By the way, if you didn't notice, the point of interactive rebase is that it gives you the power to rewrite history. Interactive rebase essentially allows you to pretend to modify the commit tree, fixing typos in commits or getting rid of useless ones.
Runtime: Should be no different than rebase along any significant measure.
Failure cases: Same as rebase.
Dangerous?: Yes.
Differences from the real git: This command is inspired by the -i flag for git's rebase, i.e. git rebase -i [branch name]. Git's interactive rebase is much more fully featured than gitlet's!

D. Miscellaneous Things to Know about the Project

Phew! That was a lot of commands to go over just now. But don't worry, not all commands are created equal. Many are just minor bookkeeping command and will only take about a line of code. Merge and rebase are lengthier commands than the others, so don't leave them for the last minute!

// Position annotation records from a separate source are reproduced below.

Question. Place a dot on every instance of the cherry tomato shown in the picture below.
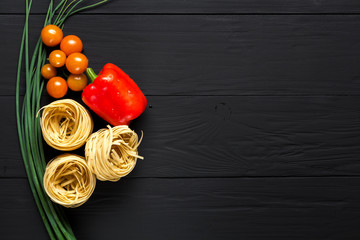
(56, 87)
(77, 63)
(51, 35)
(57, 58)
(48, 71)
(71, 44)
(77, 82)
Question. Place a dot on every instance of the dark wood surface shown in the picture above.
(253, 130)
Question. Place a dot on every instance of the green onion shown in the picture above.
(28, 123)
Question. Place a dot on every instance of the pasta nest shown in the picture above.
(68, 180)
(111, 153)
(66, 124)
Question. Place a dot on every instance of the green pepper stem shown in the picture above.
(92, 75)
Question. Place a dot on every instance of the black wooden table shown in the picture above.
(253, 130)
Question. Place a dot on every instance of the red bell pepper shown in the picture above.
(114, 96)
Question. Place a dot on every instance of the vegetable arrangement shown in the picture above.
(111, 153)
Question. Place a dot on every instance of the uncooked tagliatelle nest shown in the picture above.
(65, 124)
(68, 180)
(111, 153)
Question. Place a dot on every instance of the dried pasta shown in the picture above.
(66, 124)
(111, 153)
(68, 180)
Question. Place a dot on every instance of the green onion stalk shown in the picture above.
(28, 123)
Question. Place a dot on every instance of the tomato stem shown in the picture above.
(91, 74)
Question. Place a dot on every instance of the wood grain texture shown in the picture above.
(233, 136)
(249, 208)
(213, 55)
(203, 6)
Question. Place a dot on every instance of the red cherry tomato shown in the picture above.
(48, 71)
(71, 44)
(77, 63)
(57, 58)
(77, 82)
(56, 87)
(51, 35)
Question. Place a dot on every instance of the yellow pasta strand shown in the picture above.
(68, 180)
(112, 153)
(66, 124)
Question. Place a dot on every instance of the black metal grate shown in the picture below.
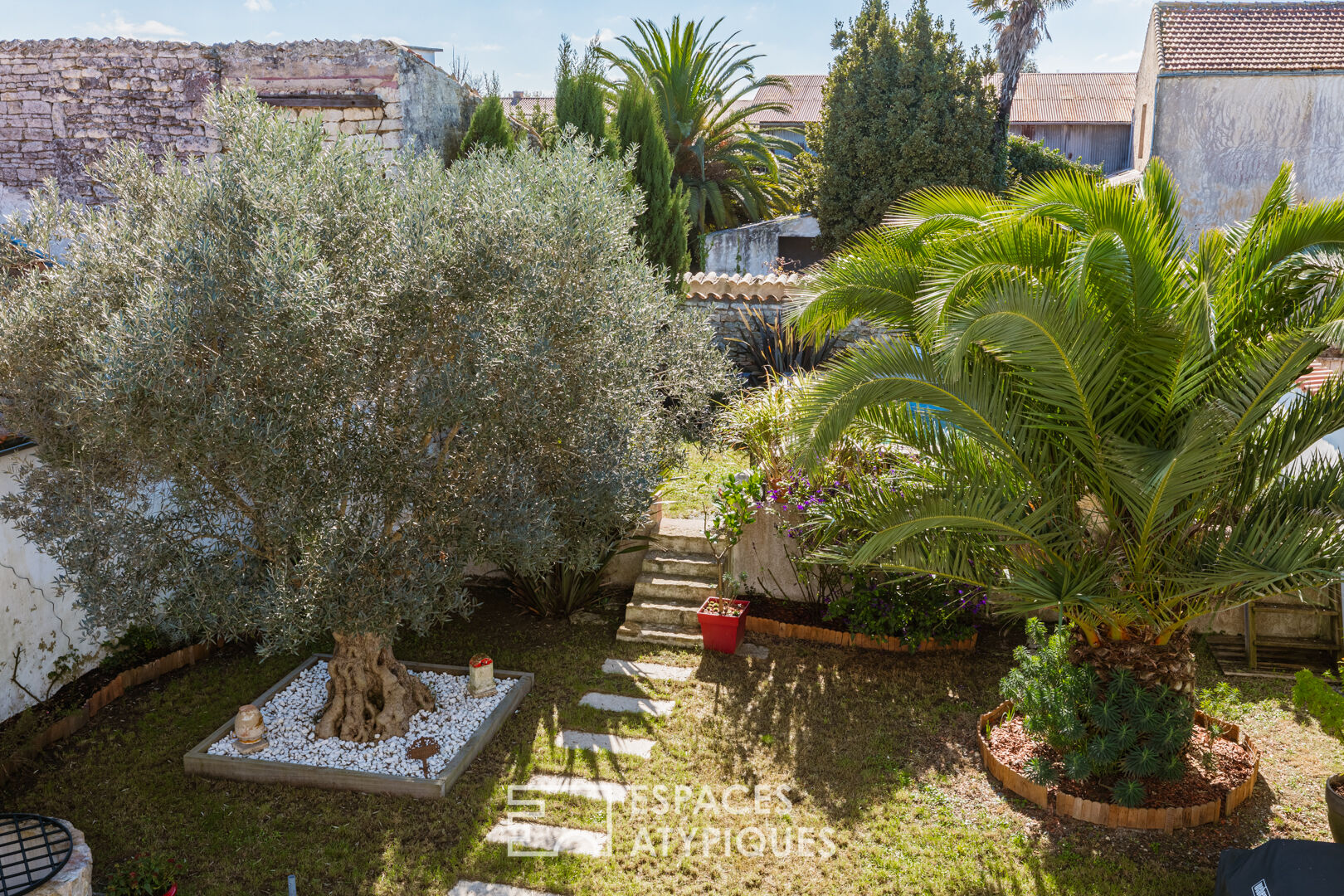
(32, 850)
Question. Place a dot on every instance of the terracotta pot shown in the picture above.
(722, 633)
(1335, 807)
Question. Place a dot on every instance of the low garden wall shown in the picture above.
(728, 297)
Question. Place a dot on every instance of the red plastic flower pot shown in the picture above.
(719, 631)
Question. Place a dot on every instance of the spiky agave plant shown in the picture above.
(1101, 405)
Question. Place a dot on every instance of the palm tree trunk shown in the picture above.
(1171, 664)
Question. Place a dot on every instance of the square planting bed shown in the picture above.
(461, 724)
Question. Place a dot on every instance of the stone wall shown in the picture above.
(63, 101)
(728, 297)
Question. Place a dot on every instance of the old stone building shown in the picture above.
(62, 101)
(1227, 91)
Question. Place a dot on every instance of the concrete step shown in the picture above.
(665, 635)
(671, 563)
(682, 536)
(683, 589)
(672, 613)
(652, 670)
(548, 839)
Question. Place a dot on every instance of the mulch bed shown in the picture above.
(1233, 765)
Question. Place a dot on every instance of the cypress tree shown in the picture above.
(489, 128)
(578, 93)
(661, 226)
(903, 108)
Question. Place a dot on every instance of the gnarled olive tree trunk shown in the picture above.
(370, 694)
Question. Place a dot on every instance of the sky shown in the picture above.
(518, 39)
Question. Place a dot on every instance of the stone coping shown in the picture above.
(199, 762)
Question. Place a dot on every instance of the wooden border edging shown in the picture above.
(845, 638)
(199, 762)
(116, 688)
(1113, 815)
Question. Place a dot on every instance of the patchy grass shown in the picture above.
(686, 492)
(878, 747)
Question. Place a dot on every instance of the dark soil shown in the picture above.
(19, 730)
(1231, 765)
(799, 613)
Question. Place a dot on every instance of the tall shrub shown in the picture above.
(284, 394)
(661, 226)
(580, 97)
(905, 106)
(489, 128)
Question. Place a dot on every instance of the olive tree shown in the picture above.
(292, 391)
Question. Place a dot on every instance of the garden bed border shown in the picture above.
(100, 699)
(845, 638)
(199, 762)
(1113, 815)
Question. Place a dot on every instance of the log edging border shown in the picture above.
(1112, 815)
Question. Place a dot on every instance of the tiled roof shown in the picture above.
(1249, 37)
(1073, 99)
(1101, 97)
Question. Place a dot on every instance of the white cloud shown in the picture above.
(1133, 56)
(116, 26)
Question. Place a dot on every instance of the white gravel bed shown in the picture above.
(292, 720)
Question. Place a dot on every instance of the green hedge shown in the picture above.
(1316, 696)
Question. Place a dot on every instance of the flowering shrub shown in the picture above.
(862, 602)
(144, 876)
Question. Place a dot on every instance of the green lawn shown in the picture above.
(875, 746)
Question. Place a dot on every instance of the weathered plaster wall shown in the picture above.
(753, 249)
(1226, 136)
(37, 624)
(1146, 117)
(63, 101)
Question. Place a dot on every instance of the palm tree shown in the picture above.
(732, 171)
(1019, 27)
(1107, 412)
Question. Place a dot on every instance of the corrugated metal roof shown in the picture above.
(1249, 37)
(1073, 99)
(802, 95)
(1092, 97)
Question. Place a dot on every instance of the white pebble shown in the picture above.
(290, 719)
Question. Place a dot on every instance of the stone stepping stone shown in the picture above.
(604, 790)
(611, 743)
(548, 839)
(481, 889)
(647, 670)
(616, 703)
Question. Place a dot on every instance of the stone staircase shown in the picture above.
(679, 574)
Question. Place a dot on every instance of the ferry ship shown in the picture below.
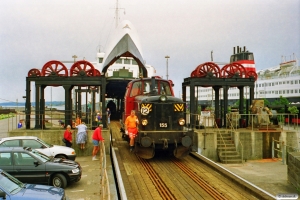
(282, 80)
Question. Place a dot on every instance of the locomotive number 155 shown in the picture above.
(163, 125)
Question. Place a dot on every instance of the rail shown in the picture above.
(280, 147)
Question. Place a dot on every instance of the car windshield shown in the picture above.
(10, 184)
(41, 156)
(45, 143)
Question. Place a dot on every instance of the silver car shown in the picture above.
(50, 150)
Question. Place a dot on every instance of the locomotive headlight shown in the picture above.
(181, 121)
(163, 98)
(144, 122)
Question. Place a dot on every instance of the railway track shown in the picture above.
(165, 177)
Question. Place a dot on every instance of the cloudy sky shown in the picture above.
(33, 32)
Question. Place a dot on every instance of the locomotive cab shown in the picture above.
(161, 116)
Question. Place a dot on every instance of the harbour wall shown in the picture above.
(252, 144)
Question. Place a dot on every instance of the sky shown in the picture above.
(33, 32)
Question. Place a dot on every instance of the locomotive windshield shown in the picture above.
(144, 87)
(241, 56)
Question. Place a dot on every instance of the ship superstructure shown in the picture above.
(282, 80)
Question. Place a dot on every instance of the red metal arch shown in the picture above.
(252, 73)
(204, 69)
(54, 67)
(82, 67)
(34, 72)
(194, 73)
(229, 70)
(97, 72)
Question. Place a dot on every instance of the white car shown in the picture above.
(40, 145)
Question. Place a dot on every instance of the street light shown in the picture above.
(167, 57)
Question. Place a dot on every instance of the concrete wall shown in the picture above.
(207, 144)
(255, 145)
(55, 137)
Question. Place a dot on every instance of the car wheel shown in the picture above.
(61, 156)
(59, 180)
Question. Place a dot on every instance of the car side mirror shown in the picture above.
(36, 163)
(2, 194)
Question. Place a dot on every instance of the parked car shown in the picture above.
(31, 166)
(13, 189)
(40, 145)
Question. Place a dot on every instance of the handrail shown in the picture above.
(105, 191)
(232, 131)
(283, 149)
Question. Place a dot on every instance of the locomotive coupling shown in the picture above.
(186, 141)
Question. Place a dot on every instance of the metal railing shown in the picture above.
(291, 120)
(282, 149)
(50, 120)
(105, 191)
(240, 150)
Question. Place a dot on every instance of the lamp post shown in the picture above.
(167, 57)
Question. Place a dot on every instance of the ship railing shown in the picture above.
(281, 150)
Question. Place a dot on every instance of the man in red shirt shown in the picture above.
(68, 136)
(97, 137)
(131, 128)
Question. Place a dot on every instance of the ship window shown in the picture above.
(134, 62)
(127, 61)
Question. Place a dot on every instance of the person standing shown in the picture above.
(97, 137)
(81, 135)
(108, 115)
(131, 128)
(68, 136)
(98, 119)
(78, 121)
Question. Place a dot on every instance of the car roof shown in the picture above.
(18, 137)
(9, 149)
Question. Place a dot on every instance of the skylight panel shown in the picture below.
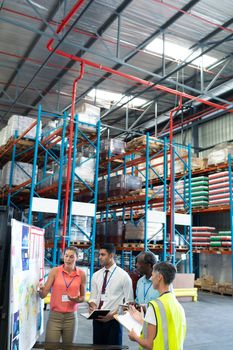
(178, 52)
(107, 98)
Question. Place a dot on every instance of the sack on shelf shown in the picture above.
(219, 154)
(22, 172)
(88, 116)
(3, 136)
(20, 124)
(112, 146)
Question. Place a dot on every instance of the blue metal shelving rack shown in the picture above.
(129, 158)
(230, 163)
(185, 179)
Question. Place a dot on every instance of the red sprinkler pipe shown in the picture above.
(132, 77)
(71, 134)
(172, 233)
(66, 20)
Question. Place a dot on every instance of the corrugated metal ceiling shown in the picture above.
(26, 26)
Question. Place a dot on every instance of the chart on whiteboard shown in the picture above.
(27, 269)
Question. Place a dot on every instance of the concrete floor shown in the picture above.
(209, 324)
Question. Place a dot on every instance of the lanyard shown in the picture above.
(110, 277)
(69, 284)
(146, 291)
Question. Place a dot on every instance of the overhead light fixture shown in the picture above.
(38, 5)
(107, 98)
(179, 52)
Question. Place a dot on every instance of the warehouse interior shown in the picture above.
(116, 125)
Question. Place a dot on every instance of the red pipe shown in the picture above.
(136, 79)
(71, 134)
(129, 77)
(65, 20)
(172, 233)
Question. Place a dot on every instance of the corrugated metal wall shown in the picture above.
(185, 138)
(210, 133)
(216, 131)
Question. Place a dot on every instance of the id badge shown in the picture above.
(64, 298)
(103, 297)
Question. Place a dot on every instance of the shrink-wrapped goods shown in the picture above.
(22, 172)
(123, 184)
(88, 116)
(135, 231)
(81, 225)
(20, 124)
(111, 147)
(219, 154)
(219, 190)
(115, 232)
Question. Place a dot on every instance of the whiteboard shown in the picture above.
(27, 269)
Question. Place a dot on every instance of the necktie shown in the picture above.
(103, 288)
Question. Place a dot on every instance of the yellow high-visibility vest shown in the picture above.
(171, 323)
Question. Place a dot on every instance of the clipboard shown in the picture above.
(95, 314)
(129, 323)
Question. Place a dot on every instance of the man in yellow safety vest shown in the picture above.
(165, 317)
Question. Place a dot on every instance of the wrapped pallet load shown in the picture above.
(219, 154)
(134, 231)
(110, 147)
(88, 116)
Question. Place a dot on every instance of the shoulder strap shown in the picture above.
(163, 316)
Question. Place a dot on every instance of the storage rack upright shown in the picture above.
(17, 149)
(131, 160)
(56, 190)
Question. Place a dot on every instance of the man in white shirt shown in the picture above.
(145, 291)
(110, 287)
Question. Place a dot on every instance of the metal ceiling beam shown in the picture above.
(80, 53)
(140, 47)
(33, 44)
(47, 59)
(200, 42)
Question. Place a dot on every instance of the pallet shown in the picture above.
(218, 164)
(133, 245)
(220, 290)
(140, 141)
(221, 249)
(183, 247)
(79, 243)
(141, 192)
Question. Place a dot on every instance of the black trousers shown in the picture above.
(107, 333)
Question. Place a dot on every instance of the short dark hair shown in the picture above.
(147, 257)
(74, 249)
(167, 270)
(109, 247)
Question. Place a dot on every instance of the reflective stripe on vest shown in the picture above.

Anyway, by now this spec has given you enough information to get working on the project. But to help you out some more, there are a couple of things you should be aware of:

This project requires reading and writing of files. In order to do these operations, you’ll probably want to look into the class java.io.File. Actually, you may find various things in the java.io and java.nio packages helpful. Feel free to explore other stuff in the Java standard library. If you do a little digging through it, you might find a couple of methods that will make the io portion of this project much easier!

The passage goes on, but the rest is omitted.